DB (US) reported its first loss in four years, and will suspend share buybacks and advance wealth management business.
Deutsche Bank (DB.US) reported its first quarterly loss in four years, as it slowed trading and was weighed down by litigation provisions. To improve its performance, the bank plans to hire more US private bankers to drive business growth. It will also pause share buybacks.
Arjun Nagarkatti, Deutsche Bank’s head of wealth management in the US, plans to add as many as 12 private bankers this year and will focus more on deepening in San Francisco and Los Angeles. The team has already poached wealth advisers from rivals such as Citigroup and Bank of America since the start of the year.
Mr Nagarkatti said the company’s goal was to achieve double-digit income growth over the next few years.

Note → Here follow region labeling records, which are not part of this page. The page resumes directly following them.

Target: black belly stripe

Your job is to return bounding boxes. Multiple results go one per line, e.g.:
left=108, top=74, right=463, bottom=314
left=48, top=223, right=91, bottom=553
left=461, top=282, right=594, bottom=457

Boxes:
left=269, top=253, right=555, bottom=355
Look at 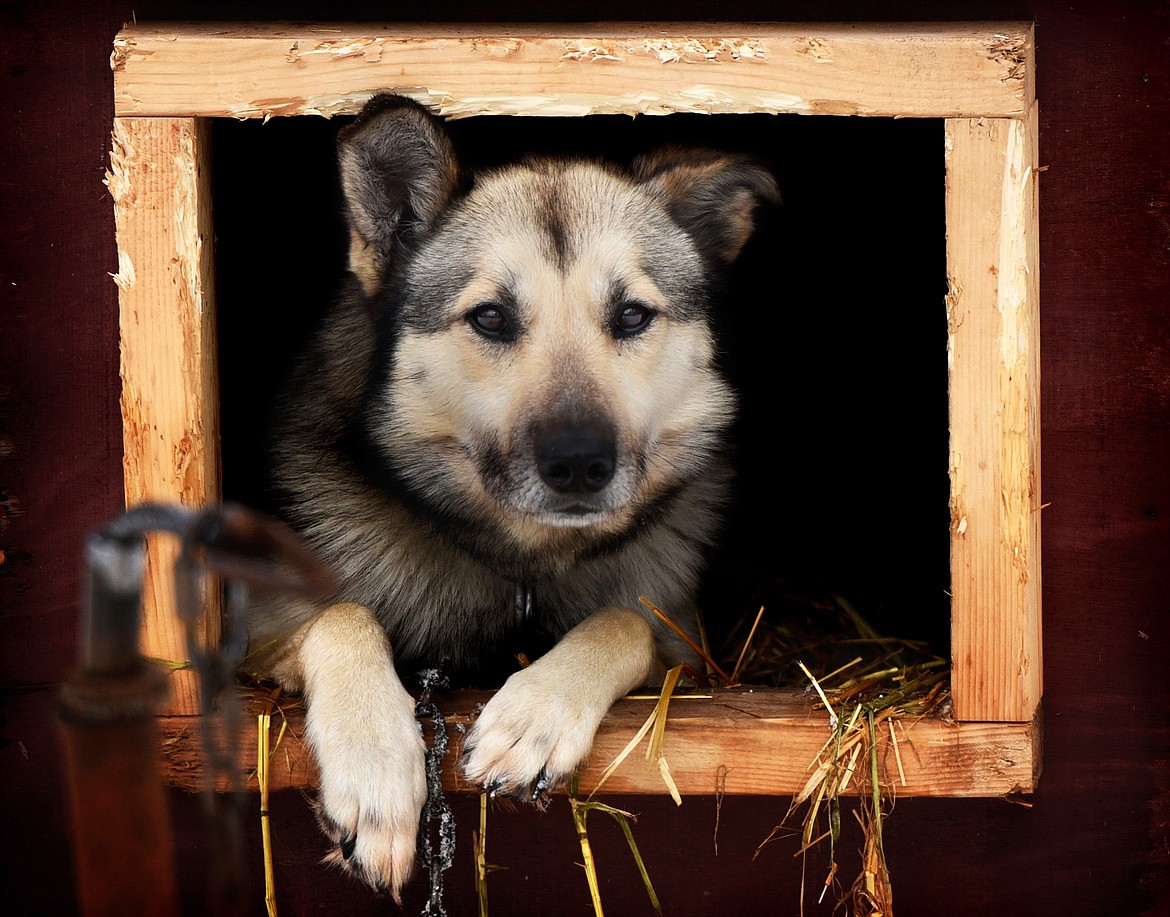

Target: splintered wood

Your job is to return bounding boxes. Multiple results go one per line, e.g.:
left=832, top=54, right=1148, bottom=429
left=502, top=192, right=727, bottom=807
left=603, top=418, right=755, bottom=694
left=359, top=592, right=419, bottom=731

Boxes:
left=106, top=118, right=220, bottom=712
left=947, top=111, right=1042, bottom=722
left=111, top=22, right=1032, bottom=118
left=161, top=689, right=1040, bottom=800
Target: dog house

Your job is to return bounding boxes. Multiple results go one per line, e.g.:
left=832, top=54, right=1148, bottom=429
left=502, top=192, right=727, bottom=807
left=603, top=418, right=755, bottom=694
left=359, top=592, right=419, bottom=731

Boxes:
left=108, top=17, right=1042, bottom=795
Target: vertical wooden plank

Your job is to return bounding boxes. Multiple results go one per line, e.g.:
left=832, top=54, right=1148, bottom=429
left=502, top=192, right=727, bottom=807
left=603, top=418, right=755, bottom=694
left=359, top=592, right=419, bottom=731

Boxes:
left=106, top=118, right=220, bottom=712
left=947, top=105, right=1042, bottom=722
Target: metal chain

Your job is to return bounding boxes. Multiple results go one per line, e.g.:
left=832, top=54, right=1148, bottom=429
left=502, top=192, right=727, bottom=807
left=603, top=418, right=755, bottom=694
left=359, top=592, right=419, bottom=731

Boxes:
left=414, top=669, right=455, bottom=917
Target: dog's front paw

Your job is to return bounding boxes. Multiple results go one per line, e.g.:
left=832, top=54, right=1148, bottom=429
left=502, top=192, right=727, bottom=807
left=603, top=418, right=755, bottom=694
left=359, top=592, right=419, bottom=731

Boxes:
left=461, top=662, right=610, bottom=807
left=301, top=605, right=427, bottom=901
left=317, top=717, right=427, bottom=902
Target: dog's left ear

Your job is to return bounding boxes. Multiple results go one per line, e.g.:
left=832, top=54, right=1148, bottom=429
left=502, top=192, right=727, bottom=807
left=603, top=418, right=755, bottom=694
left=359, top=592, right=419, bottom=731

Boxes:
left=337, top=94, right=459, bottom=295
left=633, top=147, right=780, bottom=264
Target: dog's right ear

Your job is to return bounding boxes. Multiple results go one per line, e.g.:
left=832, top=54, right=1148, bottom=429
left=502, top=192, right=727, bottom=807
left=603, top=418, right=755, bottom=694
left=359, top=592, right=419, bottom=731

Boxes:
left=337, top=95, right=459, bottom=295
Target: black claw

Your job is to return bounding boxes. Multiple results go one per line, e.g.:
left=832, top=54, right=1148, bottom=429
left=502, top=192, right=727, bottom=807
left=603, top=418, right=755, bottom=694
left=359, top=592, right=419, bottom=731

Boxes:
left=529, top=767, right=557, bottom=812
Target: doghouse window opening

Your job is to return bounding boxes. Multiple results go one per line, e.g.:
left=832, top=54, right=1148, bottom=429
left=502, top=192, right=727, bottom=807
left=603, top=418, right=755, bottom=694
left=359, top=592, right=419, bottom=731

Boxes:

This is an ambitious plan. Deutsche Bank has been focused on expanding its wealth management business since it began its turnaround plan in 2019, but its wealth and private banking revenues stagnated in the first quarter and fell in the second.
Deutsche Bank manages $441bn of assets for wealthy clients, the largest in the industry, which manages more than $1trn, compared with Deutsche’s relatively small presence. Rivals such as Goldman Sachs, HSBC and JPMorgan are all seeking to balance the volatility of their investment banking business with the costs of managing the money of the rich.
The US is one of several regions Deutsche Bank is focusing on for growth in wealth management. Its private banking business head, Claudio de Sanctis, outlined the bank’s plans last year to double the assets it manages for wealthy families in Southeast Asia and the Middle East, and hired a team of Swiss private bankers in September to expand.
Nagarkatti declined to reveal how much of Deutsche’s wealth management assets came from the regions he oversees, but said the business that serves ultra-rich Americans helped the division add about twice as much net assets in the first quarter.
The bank’s first quarterly loss in four years, Deutsche Bank’s chief financial officer James von Moltke said it would not seek a second share buyback this year, “given the prudent approach we are taking this year, we will not be seeking a second buyback authorisation.”
He said that a positive outcome at the postal bank trial, due next month, would “definitely change our positioning.”
Von Moltke said Deutsche Bank still had the ability to significantly exceed its €8bn capital allocation plan over the medium term, despite the setback.